Currently, where there is a TV timeout on the field, a coach can wait the entire duration of a break before deciding to challenge, as long as they do so before the next snap. The result can be a two-minute commercial break followed by a 90 second challenge, hampering the flow of the game.
The committee is also suggesting limiting the types of actions challengeable under Roughing the Passer to the pure definition of Rule 7.2.4. on page 56 of the CFL Rulebook, which applies to when a quarterback is in the act of passing or potentially passing the ball, and when the quarterback slides feet-first across the line of scrimmage.
Other unnecessary roughness penalties that may occur against the passer behind the line of scrimmage, such as grabbing the facemask or horse collar tackles, would no longer be challengeable.
As well, actions that occur when the quarterback is across the line of scrimmage running with the ball, a quarterback sneak and dead ball fouls on the quarterback would no longer be challengeable.
The committee believes this will reduce the number of challenges while still ensuring the quarterback is protected when in the act of passing or potentially passing the ball, the original intent of making roughing the passer reviewable.
It is also recommending retaining a rule change made at midseason least year, which put a timeout at risk for every coach challenge that is incorrect. The committee is also proposing that the replay official only a change a call where there is clear and indisputable evidence that it is wrong, rather than attempt to officiate plays to ensure they are correct.

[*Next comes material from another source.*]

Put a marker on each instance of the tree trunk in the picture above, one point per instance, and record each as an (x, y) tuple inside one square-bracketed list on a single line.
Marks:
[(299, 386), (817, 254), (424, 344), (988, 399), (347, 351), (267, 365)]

Members believe these two combined measures, in place for a full season, will discourage coaches from using their challenges, especially as they put timeouts at risk. They estimate this can reduce the number of challenges by 20% or more while still allowing coaches to challenge big plays that have a material impact on the game.
Finally, TSN will go to commercial on every challenge they can. It’s estimated that 80% of challenges will now be done during a commercial, up from 20% last season. That will significantly reduce unnecessary stoppages in the game and improve the fan experience both in stadium and on broadcast.
The committee has also recommended increasing the duties of the video official in the Command Centre so they can correct errors when:
- a flag has been thrown for a line of scrimmage penalty (offside or procedure)
- a flag has been thrown for an unnecessary roughness penalty following a play and the video official sees other unnecessary roughness infractions
- a call for illegal contact on a receiver should be changed to defensive pass interference because the ball had been thrown
To further promote player safety, the committee wants to change all 10-yard illegal low block penalties to 15-yard unnecessary roughness penalties. The committee recognized the importance of signaling that such dangerous blocks have no place in the game.
The committee wants to prevent the return team on a kicking play from putting a player on the field a split second prior to the snap and trying to hide him so he can receive a lateral pass from the kick returner.
This sort of “sleeper play” would be subject to a 10-yard penalty.
All rules committee recommendations must be reviewed by the league’s competition committee and ultimately approved by its Board of Governors before they go into effect.
The rules committee includes representatives from every club, the Canadian Football League Players’ Association, the Canadian Professional Football Officials’ Association and the CFL.